Would you sink your teeth into a meat-free Whopper?

Could you ever see yourself swapping real meat for fake meat? Well, pretty soon you could find yourself doing just that because it’s a global trend.

Greggs launched its Quorn sausage roll as an experiment and found it was a runaway success. That proved to be just the beginning.

For me the start was in childhood. My dad, a health freak, used to go in for “nut meat” which my mum did her best to dress up by grilling to make it more palatable for my sister and me. We hated it.

Fast forward a few decades and the big fast-food chains have found fake meat to be popular. Burger King’s meat-free Rebel Whopper is doing well in Europe and the UK, and McDonald’s PLT (plant, lettuce and tomato) burger is on the market.

Meatless burgers are on sale in all Wetherspoon pubs. And Britain’s supermarkets can supply you with a menu of fake meats: vegan ham, plant-based meatballs, soya protein fish fillets, tofu chorizo, seaweed bacon.

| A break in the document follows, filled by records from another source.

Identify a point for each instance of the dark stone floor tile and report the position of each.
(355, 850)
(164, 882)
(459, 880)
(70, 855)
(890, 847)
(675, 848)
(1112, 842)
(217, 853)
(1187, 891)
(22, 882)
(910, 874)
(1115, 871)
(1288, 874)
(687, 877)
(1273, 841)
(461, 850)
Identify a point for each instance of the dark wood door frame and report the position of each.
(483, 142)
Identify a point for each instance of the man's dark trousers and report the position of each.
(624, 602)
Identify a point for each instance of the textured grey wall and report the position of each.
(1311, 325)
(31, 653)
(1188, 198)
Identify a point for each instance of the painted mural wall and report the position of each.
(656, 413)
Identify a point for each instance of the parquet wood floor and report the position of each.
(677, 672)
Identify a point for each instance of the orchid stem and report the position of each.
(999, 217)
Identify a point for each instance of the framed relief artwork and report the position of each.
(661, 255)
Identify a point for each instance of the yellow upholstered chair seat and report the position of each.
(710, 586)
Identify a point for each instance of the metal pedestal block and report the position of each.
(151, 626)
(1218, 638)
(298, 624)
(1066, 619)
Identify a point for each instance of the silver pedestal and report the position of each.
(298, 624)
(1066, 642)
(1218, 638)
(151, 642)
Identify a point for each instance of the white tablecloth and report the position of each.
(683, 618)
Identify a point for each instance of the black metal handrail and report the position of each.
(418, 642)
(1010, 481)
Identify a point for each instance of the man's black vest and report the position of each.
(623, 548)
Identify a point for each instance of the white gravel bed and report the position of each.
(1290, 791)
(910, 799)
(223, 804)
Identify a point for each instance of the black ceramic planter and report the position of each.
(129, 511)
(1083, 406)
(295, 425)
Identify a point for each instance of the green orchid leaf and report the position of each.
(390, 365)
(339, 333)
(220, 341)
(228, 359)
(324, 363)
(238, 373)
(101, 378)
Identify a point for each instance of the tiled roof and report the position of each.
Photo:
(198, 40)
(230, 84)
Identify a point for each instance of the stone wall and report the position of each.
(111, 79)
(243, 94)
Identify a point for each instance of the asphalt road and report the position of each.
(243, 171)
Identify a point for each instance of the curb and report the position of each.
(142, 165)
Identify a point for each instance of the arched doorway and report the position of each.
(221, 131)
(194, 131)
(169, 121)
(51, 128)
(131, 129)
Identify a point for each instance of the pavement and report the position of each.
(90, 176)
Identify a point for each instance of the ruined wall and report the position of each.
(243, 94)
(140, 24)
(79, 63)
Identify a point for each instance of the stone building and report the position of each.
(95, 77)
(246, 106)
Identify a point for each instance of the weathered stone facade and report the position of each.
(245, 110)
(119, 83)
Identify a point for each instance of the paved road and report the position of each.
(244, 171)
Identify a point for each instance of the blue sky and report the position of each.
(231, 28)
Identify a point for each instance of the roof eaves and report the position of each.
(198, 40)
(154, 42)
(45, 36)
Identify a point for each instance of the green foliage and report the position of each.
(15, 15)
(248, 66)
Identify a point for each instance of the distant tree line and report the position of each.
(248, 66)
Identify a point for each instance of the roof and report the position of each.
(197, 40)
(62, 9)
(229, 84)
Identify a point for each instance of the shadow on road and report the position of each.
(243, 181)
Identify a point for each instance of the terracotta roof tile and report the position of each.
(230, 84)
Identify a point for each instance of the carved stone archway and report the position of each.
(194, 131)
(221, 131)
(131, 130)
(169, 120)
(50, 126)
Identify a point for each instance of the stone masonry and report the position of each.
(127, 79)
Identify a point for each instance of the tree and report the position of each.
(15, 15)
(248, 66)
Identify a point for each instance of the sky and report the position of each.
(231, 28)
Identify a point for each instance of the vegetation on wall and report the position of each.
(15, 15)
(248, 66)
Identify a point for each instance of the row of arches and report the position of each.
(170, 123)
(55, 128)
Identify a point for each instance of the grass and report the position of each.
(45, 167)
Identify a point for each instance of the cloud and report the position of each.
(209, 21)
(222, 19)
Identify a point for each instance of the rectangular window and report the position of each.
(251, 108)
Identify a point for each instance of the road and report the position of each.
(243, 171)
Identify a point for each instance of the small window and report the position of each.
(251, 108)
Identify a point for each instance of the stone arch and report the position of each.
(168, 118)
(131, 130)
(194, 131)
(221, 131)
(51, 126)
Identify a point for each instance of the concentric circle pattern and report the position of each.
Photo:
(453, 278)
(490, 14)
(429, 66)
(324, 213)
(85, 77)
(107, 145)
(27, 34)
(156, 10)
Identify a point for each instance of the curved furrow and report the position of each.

Meat substitutes aren’t modern, they’ve been around for centuries. Veggie burgers have been with us for decades. But today’s meat analogues are different because they’re so realistic.

They’re favourites with vegans and ‘flexitarians’ who are worried about animal welfare, their health and the effects on the planet of meat eating, but still want the taste and ‘mouthfeel’ of meat.

Mostly they’re made of plant proteins and fats but the Impossible Burger’s magic ingredient is heme, our own iron-carrying messenger in blood and some plant roots. Heme made from yeast makes the burger “remain pink in the middle as it cooks”, and synthesises the “yeasty, bloody, savoury flavour” of beef. In tests, half of customers can’t tell it apart from a beefburger.

If it’s bloody you want, authenticity is provided by a “bleeding” effect achieved with beetroot juice.

However, plant-based burgers aren’t necessarily natural and healthy ­alternatives. They’re highly processed foods which have long been using soya protein as ‘meat extenders’ and wheat fibres for texture.

And while eating a lot of meat is bad for your health, plant-based burgers may not be much better as they contain more salt than meat burgers.

But the environmental benefits are clear. According to a University of Michigan study, a plant-based burger generates 90% less greenhouse ­emissions, requires 46% less energy, has 99% less impact on water scarcity, and 93% less impact on land use than a quarter pound of traditional US beef.

It seems the single best way to reduce your impact on the Earth is not to eat meat, or reduce your meat consumption by half.